Indian Management

1 minute read

“From the memoirs of a soldier who guarded the pacified…”

At Ft. Sill the Indians we guarded on the extensive reservation were the Comanches and the Kioways. They numbered several thousands. Of the Koways the enteir tribe had been pacified. Of the Comanches all were present except a few of the Cohardie [Quohadi] Commanches, still hostile. Their camp was said to be somewhere out on the Staked Plains or Llano Estacado. The Cohardie Commanches, the scourge of Texas and the Southwest, were in 1874 attacked by Mackenzie with the 4th Cavalry, at their camp in the Paladuro Canyon of the Staked Plains. Twelve hundred Indian ponies were captured and shot to prevent their recapture. Most of the Indians then surrendered…
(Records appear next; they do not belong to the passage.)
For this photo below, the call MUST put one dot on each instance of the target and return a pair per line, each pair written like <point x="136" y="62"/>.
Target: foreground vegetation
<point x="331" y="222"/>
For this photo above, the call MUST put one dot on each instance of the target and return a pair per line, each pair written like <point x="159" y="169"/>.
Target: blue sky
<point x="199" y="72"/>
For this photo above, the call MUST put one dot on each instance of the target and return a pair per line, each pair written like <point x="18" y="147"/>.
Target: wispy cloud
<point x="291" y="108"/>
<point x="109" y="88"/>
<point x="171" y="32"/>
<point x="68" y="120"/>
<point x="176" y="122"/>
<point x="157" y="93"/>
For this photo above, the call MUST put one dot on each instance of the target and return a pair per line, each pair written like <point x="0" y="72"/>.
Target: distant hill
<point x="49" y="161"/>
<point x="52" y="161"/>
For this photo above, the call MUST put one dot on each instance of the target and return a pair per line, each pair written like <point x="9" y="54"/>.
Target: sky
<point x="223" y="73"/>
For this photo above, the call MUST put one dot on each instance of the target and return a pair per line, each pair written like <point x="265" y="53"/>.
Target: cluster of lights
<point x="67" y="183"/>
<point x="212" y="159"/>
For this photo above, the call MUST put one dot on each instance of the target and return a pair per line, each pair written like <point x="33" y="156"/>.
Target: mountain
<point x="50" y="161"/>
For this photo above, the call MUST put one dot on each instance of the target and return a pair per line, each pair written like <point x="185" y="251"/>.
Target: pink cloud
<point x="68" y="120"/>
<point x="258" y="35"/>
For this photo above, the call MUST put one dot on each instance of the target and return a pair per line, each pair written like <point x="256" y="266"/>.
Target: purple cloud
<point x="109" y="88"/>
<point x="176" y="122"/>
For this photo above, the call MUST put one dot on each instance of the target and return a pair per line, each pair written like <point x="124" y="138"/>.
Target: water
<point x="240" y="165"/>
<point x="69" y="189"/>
They received from the Government an allowance of clothing, rations, etc. These supplies were issue to them by the Indian agent, who was an Interior Department official and not under the control of the War Deparmrnet. The beef was issued on the hoof, and slaughtered by the Indians. The Indians eked out the food thus supplied by gathering and storing berries, wild plums, roots, etc. In summer they were permitted to go under escort of soldiers to the buffalo country, some forty to a hundred miles west of Fort Sill, where they killed great numbers of buffalo, drying the meat. The skins they sold to the Indian trader, who paid from five to ten dollars apiece for them, according to quality.